Flora Davidson, co-founder of production and software firm SupplyCompass, believes there is a misconception that manufacturing close to home means good factory conditions and workers’ rights.
“However, local doesn’t guarantee ethical standards are met. Some of the most exceptional factories we’ve visited have been in India, Nepal and Sri Lanka.
“It appears Boohoo has dropped the supplier in light of this, rather than sticking with them to work through this together. It highlights once again the power imbalance between brands and their suppliers, similar to what we’ve seen happen during Covid-19 with large retailers cancelling orders. Brand – supplier relationships shouldn’t be transactional or throwaway. The future is about durability and quality, both in terms of products and relationships.”

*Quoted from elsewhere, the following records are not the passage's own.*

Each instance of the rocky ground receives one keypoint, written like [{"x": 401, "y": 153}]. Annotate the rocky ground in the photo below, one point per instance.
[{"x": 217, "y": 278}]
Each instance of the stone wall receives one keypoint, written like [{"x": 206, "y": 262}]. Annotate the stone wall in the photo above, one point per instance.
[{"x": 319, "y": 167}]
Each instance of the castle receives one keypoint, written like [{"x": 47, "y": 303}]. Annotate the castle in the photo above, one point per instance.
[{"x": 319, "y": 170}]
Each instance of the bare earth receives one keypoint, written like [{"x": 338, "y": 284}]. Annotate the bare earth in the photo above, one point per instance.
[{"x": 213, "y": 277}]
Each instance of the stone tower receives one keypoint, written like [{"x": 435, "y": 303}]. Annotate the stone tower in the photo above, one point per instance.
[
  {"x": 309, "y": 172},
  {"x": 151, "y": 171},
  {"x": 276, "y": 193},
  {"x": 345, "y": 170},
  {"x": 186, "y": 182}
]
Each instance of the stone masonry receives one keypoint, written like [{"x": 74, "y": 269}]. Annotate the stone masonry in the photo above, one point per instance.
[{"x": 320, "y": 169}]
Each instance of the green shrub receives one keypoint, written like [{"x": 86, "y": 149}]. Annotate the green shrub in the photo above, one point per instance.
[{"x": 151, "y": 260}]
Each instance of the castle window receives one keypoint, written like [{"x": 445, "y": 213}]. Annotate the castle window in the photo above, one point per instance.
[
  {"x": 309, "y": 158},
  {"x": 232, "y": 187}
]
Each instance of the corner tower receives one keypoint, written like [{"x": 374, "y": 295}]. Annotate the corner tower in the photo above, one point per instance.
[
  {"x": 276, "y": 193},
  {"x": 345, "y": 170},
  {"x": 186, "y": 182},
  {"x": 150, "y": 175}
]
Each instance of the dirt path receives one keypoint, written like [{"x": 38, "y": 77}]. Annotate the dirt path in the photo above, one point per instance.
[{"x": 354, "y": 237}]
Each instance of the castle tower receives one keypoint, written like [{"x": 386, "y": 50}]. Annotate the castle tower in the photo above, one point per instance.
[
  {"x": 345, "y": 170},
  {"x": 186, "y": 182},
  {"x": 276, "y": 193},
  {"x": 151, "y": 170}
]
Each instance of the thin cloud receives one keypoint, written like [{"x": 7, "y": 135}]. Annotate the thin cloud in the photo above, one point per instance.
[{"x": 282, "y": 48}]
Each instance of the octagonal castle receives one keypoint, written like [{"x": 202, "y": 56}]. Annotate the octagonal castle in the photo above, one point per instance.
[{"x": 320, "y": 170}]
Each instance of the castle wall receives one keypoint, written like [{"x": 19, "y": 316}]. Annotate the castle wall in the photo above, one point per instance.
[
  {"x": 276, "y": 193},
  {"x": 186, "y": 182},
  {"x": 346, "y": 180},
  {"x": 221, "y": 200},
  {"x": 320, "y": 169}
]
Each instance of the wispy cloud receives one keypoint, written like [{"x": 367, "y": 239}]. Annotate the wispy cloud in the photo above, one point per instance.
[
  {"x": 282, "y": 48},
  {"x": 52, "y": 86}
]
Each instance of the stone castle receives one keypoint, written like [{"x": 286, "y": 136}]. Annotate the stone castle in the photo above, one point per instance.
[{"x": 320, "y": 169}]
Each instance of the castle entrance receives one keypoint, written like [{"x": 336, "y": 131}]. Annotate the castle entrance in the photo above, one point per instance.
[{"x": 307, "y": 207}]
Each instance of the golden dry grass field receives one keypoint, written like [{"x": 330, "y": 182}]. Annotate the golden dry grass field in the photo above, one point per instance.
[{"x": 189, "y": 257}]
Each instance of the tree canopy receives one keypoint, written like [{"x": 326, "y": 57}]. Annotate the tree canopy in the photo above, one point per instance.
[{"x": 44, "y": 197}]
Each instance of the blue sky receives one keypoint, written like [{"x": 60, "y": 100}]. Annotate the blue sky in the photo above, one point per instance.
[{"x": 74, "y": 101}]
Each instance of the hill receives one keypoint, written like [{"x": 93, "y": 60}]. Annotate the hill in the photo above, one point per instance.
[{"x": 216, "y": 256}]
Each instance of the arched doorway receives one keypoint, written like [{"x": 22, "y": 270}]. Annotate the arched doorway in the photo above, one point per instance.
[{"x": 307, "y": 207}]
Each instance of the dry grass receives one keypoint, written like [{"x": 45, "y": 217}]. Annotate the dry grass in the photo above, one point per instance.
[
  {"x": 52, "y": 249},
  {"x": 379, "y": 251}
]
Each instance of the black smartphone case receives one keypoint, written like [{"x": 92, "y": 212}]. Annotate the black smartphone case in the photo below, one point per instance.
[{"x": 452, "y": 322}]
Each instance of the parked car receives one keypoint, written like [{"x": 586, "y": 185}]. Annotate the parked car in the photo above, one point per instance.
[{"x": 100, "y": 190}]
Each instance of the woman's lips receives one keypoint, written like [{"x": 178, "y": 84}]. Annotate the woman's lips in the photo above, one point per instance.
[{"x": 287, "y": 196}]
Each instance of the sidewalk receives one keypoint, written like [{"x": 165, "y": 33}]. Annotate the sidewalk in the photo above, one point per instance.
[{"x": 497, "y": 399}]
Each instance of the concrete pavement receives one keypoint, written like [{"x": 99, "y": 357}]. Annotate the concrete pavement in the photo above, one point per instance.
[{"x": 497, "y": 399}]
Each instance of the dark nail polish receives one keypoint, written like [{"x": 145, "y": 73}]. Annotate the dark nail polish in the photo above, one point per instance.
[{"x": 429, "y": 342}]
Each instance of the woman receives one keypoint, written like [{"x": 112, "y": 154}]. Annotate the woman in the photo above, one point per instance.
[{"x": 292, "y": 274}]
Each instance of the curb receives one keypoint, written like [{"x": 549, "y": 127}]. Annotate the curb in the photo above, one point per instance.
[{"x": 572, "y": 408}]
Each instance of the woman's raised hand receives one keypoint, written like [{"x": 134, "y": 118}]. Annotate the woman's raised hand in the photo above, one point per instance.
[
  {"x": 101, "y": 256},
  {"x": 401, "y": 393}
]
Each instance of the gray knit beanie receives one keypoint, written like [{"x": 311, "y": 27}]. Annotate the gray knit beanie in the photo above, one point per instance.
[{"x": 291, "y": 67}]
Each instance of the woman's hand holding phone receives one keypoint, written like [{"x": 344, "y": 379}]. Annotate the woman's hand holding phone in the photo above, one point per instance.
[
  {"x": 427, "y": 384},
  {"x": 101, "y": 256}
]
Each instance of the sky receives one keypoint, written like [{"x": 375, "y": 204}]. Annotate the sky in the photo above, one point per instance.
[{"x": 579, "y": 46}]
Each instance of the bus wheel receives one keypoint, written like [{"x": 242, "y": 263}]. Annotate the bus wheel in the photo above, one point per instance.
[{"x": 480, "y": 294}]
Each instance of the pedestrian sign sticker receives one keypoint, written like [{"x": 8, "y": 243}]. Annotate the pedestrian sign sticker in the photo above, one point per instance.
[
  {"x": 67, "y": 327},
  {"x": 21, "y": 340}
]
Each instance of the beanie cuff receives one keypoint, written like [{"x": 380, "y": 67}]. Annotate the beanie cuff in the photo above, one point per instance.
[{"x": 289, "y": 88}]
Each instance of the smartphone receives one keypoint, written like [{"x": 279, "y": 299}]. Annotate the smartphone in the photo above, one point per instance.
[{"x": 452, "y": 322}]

Bernstein analysts, meanwhile, question why Boohoo management hasn’t issued a strong message following the allegations. In order to restore investor and consumer confidence, it suggests management “speak out loudly and clearly”, and offers five action points that could accelerate the recovery.
#1 Get the CEO and co-founders’ voice out there.
#2 Announce that the company will publish the entire supplier list within two months.
#3 Reinforce ESG credentials, with immediate effect.
#4 Ramp-up proactive engagement with analysts and investors on ESG.
#5 Turn off social media for a week.